Bitcoin matches none of those use cases. There are no sovereign liabilities denominated in bitcoin, which means there’s no obvious emergency for which “having bitcoin on hand” is the solution. Reserves should be built around the liabilities and risks you’re trying to hedge — and bitcoin’s volatility tends to amplify risk rather than reduce it.

If you want an asset to be there in a crisis, it helps if it doesn’t routinely plunge 50 percent at the worst possible time.

Some proponents argue bitcoin is “digital gold” and will shore up dollar dominance. But that argument collapses the moment you ask the practical question: What liability does bitcoin help the United States pay? What emergency does it solve? We do not run a bitcoin-denominated economy.

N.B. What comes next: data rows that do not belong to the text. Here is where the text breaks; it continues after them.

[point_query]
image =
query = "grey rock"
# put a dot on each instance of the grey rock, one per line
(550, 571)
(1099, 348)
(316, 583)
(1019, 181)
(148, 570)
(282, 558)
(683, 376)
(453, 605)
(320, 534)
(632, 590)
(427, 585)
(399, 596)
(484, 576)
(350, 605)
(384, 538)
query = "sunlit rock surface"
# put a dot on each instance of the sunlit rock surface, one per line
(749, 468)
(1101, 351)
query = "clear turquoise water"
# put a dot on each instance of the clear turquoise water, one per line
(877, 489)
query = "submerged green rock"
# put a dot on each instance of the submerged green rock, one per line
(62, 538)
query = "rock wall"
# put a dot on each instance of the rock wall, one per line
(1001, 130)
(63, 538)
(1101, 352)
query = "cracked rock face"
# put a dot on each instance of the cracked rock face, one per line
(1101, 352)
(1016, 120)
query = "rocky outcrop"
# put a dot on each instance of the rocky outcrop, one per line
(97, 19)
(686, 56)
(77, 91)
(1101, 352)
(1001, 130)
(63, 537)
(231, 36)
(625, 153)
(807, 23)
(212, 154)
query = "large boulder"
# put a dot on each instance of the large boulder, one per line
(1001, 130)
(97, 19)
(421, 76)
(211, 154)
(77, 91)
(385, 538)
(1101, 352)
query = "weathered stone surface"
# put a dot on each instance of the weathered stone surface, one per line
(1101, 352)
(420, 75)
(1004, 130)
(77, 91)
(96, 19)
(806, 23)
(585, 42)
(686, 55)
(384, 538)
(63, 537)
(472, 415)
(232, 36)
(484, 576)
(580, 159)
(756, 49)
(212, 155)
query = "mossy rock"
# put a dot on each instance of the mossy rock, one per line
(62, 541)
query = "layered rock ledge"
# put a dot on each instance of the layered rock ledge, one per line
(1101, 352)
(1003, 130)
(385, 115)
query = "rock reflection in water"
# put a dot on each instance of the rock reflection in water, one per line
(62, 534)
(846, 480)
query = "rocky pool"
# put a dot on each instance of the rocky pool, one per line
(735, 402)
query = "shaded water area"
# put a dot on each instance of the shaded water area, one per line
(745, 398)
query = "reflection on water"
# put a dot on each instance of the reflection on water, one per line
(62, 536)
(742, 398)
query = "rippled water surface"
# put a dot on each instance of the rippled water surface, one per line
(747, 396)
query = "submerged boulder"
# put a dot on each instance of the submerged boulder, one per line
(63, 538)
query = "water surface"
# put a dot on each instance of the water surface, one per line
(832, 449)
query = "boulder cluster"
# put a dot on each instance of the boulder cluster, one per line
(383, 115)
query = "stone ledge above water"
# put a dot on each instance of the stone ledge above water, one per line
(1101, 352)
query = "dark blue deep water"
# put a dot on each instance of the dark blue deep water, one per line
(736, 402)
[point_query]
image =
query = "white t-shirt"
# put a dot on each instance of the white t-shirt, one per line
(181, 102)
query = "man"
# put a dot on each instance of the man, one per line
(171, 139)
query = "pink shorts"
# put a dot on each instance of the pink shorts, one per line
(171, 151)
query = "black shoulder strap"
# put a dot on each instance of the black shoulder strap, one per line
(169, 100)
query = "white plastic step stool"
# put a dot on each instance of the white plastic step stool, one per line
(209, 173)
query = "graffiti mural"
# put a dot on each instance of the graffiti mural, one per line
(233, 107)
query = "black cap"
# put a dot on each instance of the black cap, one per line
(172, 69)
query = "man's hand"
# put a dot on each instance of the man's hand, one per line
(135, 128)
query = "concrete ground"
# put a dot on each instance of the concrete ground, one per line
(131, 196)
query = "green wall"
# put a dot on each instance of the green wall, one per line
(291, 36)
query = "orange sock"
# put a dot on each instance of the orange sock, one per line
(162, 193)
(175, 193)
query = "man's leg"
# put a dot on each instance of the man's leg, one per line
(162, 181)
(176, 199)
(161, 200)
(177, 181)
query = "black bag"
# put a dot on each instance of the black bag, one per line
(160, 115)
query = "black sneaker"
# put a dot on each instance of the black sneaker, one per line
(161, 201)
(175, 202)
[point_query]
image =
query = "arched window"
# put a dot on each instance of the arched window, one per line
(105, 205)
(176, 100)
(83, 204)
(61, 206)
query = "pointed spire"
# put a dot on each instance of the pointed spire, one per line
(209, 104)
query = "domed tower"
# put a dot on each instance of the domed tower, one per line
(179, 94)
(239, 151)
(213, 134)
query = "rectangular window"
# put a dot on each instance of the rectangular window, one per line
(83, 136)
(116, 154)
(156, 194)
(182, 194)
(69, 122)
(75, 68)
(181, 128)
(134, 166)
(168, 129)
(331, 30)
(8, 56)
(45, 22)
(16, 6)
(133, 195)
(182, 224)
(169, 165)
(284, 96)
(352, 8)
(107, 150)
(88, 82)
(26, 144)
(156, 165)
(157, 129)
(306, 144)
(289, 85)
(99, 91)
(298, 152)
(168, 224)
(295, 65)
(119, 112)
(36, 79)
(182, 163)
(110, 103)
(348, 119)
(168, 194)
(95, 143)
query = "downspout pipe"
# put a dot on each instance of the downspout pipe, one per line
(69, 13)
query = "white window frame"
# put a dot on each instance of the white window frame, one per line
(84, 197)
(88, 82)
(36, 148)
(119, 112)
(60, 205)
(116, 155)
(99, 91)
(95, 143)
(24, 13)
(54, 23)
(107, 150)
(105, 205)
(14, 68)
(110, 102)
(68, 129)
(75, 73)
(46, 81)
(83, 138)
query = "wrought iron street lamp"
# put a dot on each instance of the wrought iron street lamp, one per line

In other words, a government bitcoin “reserve” is really government chasing fads and making highly speculative bets with taxpayer dollars. And gambling with taxpayer dollars is not a legitimate function of government.

In late 2025, Texas seeded its new bitcoin reserve fund with $5 million, buying bitcoin at a market price of $91,336. Less than two months later, that initial purchase has lost more than 28 percent of its value. Was that a good use of taxpayer dollars?

bitcoin chart

Of course, governments buying massive quantities of bitcoin would drive up the price, creating a windfall for existing holders. That’s undoubtedly why some crypto bros are pushing the idea — but that’s cronyism and wealth transfer, not sound strategy.

If a government comes into possession of bitcoin through forfeiture, it should be disposed of transparently and applied to legitimate public priorities. Locking it away indefinitely under an executive order that declares it must not be sold is the opposite of sober stewardship.

America’s strength is not that Washington is a better speculator than the market. It’s that we have the rule of law, deep capital markets, and an innovation economy that doesn’t require the federal government to run a hedge fund.